Radio people thought that having more competition would mean more money.

I really don't think any radio people thought more competition would mean more money. More competition meant smaller station shares and lower revenues. Combine 80-90 with the FM explosion, and you get the start of the death of AM.
 
I don't think I would define 80-90 as "progress", but the choices opened up as the Internet became ubiquitous certainly was.
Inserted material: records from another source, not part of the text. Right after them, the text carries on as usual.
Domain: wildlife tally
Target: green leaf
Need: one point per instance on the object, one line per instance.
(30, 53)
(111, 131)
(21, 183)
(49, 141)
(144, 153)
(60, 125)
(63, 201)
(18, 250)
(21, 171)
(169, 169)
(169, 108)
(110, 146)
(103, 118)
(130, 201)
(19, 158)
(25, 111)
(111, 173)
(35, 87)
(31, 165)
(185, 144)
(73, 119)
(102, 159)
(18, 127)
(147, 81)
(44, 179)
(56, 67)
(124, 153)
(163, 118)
Docket 80-90 was progress in the sense that it further enabled listeners to jettison a roughly 70 year old technology that no longer served them well by giving them additional choices they liked better. I was, however, more trying to make the point that you got. Whether or not Docket 80-90 had happened, people were certain to use radio less with today's technologies.
 
The stated purpose of Docket 80-90 was a noble one. The problem was that the reason those communities didn't have a radio station was it could never be commercially viable. So you ended up moving them as far as you could into a metro where you could turn a hopeless situation into a... less hopeless one.
The reason for Docket 80-90 was based in the case of Dick Friedman's station in Bonita Springs. It was a Class A, and wanted to move "up" in class to better cover the Naples / Ft. Myers market. However, back then a "major upgrade" like that opened the license to challenge, and something like nine applicants cross-filed. Dick lost the license, and the result was a total review in the way upgrades, new allocations and even station moves are handled.

Docket 80-90 say a profusion of new stations as well as lots of large markets getting multiple move-ins. In most of the small market cases, there was no new revenue and sometimes more than double the station count. So the heritage stations had to cut staff, news budgets and the like.
Radio people thought that having more competition would mean more money.
I was in two Florida markets when that happened, and nobody I met, whether at state broadcaster meetings or when we ran into each other on sales calls and the like, thought that there would be more money. We thought there would be less money for each of us.
Then they thought that consolidation would mean more money.
No, we thought consolidation would result in reduced cost and easier sales with fewer competitors. Nobody thought ad budgets would increase.
 
Radio people thought that having more competition would mean more money.

I really don't think any radio people thought more competition would mean more money. More competition meant smaller station shares and lower revenues. Combine 80-90 with the FM explosion, and you get the start of the death of AM.

I don't think most of the 80-90 drop-ins were started by "radio people" in the first place. Certainly some were, especially AMs who managed to get a sister FM in their same community, but the ownership limits in place at the time excluded those companies with more significant experience.

Then, as deregulation lowered the ownership caps, a lot of those 80-90s got consolidated, and that is when you started to see them being moved as close as possible to a larger market while keeping the protected contour within the COL.

While there were some larger market 80-90 drop-ins, the vast majority were in smaller markets.
 
While there were some larger market 80-90 drop-ins, the vast majority were in smaller markets.
What 80-90 did do is allow changes in City of License, so many stations could move in to bigger markets. And many Class A FMs got to convert to a B or a C. All of those required, previously, a major improvement application which had opened the doors to a cross filing.